В первые же дни крымского отдыха Нил успел убедиться, что проповедуемая ими школа чань- буддизма отличается высоким эклектизмом, вбирая в себя элементы многих культур. Так, в имени гроссбуха, в который заносились все откровения в стихах и прозе, звучало нечто откровенно тюркское — «Йытсич Музар» («Чистый разум» навыворот), «Хинаяной» и «Махаяной» назывались две пищевые канистры на три и пять литров соответственно. Каждое утро обе канистры под завязочку заливались двумя самыми дешевыми разновидностями продаваемого здесь вина — белым, омерзительно кислым «Ркацители» и красным, омерзительно сладким «Радужным». Смесь этих напитков в равных пропорциях оказалась вполне сносной на вкус, быстро давала желаемый эффект и закрепилась в их кругу под названием «Смесь номер один — ординарная», которая превращалась в «Смесь номер два — марочную» путем простого влития в нее пол-литра «зубровки». Употребление этих смесей внутрь одухотворенно именовалось «практикой слияния инь и янь». Через несколько дней такой практики Нил впал в глубокую тоску, физиономия Бергмана приобрела устойчиво синий цвет, а Левушка, по его же заверениям, начал видеть в темноте не хуже кошки. Зато наши чань-буддисты обрели стойких прозелитов в лице трех молодых воркутинских шахтеров, которые ходили за ними по пятам, видом своим отпугивали как местное хулиганье, так и скандальных борцов за тишину и общественный порядок, щедро заливали «Хинаяну», а то и «Махаяну» марочным портвейном. Отдуваться за эти услуги приходилось, понятно, Нилу — каждый вечер подвыпившие шахтеры требовали душевных песен. Концерты нередко затягивались за полночь.
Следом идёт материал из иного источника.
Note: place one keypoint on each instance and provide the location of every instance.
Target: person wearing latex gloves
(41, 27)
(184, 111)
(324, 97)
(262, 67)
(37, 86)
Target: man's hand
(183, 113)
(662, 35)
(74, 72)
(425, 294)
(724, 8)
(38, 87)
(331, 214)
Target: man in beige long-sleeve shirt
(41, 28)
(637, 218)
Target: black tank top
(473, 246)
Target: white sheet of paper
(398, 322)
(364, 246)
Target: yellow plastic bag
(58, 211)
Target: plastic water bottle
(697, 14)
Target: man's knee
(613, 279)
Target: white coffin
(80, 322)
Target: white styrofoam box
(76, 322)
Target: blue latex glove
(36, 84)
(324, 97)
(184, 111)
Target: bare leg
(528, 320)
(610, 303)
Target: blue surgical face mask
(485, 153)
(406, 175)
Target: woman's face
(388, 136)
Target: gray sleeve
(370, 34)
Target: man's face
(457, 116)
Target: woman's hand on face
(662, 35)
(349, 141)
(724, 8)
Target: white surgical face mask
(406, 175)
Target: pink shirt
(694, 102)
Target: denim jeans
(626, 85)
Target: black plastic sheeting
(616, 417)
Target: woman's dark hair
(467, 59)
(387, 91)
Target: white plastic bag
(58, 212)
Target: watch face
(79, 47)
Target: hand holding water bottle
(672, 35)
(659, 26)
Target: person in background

— Все, — пробурчал через неделю Нил, разбуженный на рассвете лютым похмельем. — С экспериментом пора завязывать.
Он, кряхтя, перелез через храпящего Бергмана, запихал в рюкзак плавки и зубную щетку, набросил на плечо гитарный ремешок. Во дворе напился воды из колонки, окатил голову. Полегчало, но очень слегка. Захотелось вернуться и поспать еще часок-другой. «Ну уж нет! — приказал он сам себе и двинул по извилистой улочке к морю, на повороте в последний раз посмотрел на длинный низкий барак, поделенный на тесные клетушки, где в одной из них ; они и ютились, выкладывая за сутки пятерку на троих. — Гуд-бай, естествоиспытатели хреновы!»